SECTION 4. Fees and Expenses. The Borrower agrees to pay on demand in accordance with the terms of Section 10.04 of the Credit Agreement all reasonable and documented out-of-pocket costs and expenses incurred by the Administrative Agent (including all Attorney Costs of Xxxxxx Xxxxxx & Xxxxxxx LLP) in connection with the preparation, negotiation and execution of this Amendment.
SECTION 5. Reference to and Effect on the Loan Documents.
(a) Except as specifically amended above, all of the terms and provisions of the Credit Agreement and all other Loan Documents are and shall remain in full force and effect and are hereby ratified and confirmed.
(b) The execution, delivery and effectiveness of this Amendment shall not operate as a waiver of any right, power or remedy of the Lenders, Holdings, the Borrower or the Administrative Agent under any of the Loan Documents, nor constitute a waiver of any other provision of any of the Loan Documents or for any purpose
(c) Each of the Loan Documents, including the Credit Agreement, and any and all other agreements, documents or instruments now or hereafter executed and/or delivered pursuant to the terms hereof or pursuant to the terms of the Credit Agreement as amended hereby, are hereby amended so that any reference in such Loan Documents to the Credit Agreement, whether direct or indirect, shall mean a reference to the Credit Agreement as amended hereby.
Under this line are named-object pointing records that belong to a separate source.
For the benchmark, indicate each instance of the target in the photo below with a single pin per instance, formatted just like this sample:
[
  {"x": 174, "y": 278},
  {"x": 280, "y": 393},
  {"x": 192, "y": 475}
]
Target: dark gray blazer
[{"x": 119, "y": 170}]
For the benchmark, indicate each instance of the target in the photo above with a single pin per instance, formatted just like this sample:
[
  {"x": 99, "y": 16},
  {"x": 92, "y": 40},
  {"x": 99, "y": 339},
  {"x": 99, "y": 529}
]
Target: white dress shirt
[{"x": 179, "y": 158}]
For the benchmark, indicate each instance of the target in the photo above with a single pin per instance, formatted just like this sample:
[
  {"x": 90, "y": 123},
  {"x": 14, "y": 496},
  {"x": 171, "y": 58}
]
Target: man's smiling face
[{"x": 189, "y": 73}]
(d) This Amendment is a Loan Document. For the avoidance of doubt, the indemnification provisions set forth in Section 10.05 of the Credit Agreement shall apply to this Amendment.
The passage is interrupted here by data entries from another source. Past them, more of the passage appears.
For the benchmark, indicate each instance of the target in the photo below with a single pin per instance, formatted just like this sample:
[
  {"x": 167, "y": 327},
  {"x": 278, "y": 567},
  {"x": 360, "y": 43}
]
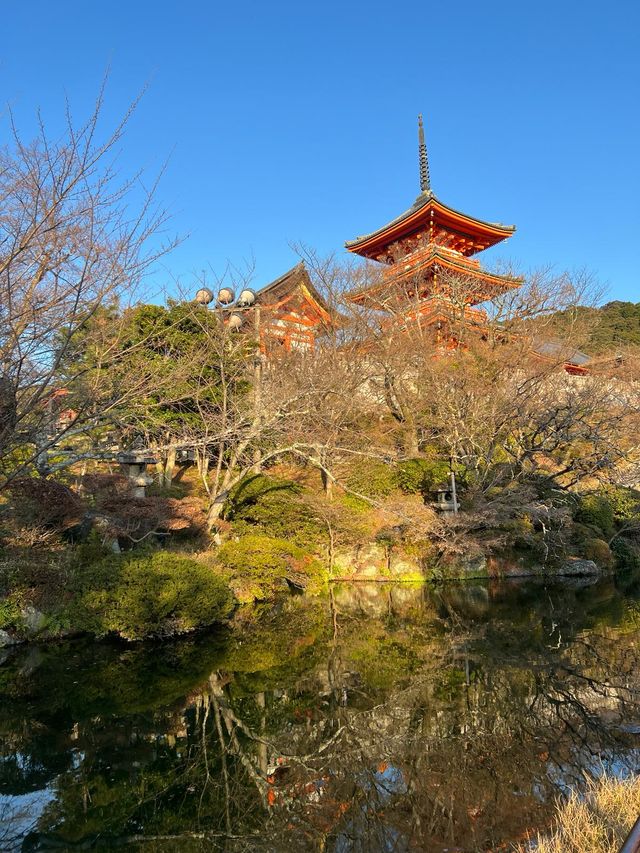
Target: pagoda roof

SECTION 6. Conditions Precedent to the Effectiveness of this Amendment. This Amendment shall become effective on and as of the date on which each of the following conditions precedent is satisfied (such date, the “Effective Date”):
(a) The Administrative Agent shall have executed a counterpart hereof and shall have received duly executed counterparts of this Amendment that, when taken together, bear the signatures of Holdings, Intermediate Parent, TDS Intermediate Parent and the Borrower.
(b) The Administrative Agent shall have received a favorable legal opinion from Skadden, Arps, Slate, Xxxxxxx & Xxxx LLP, New York counsel to the Borrower.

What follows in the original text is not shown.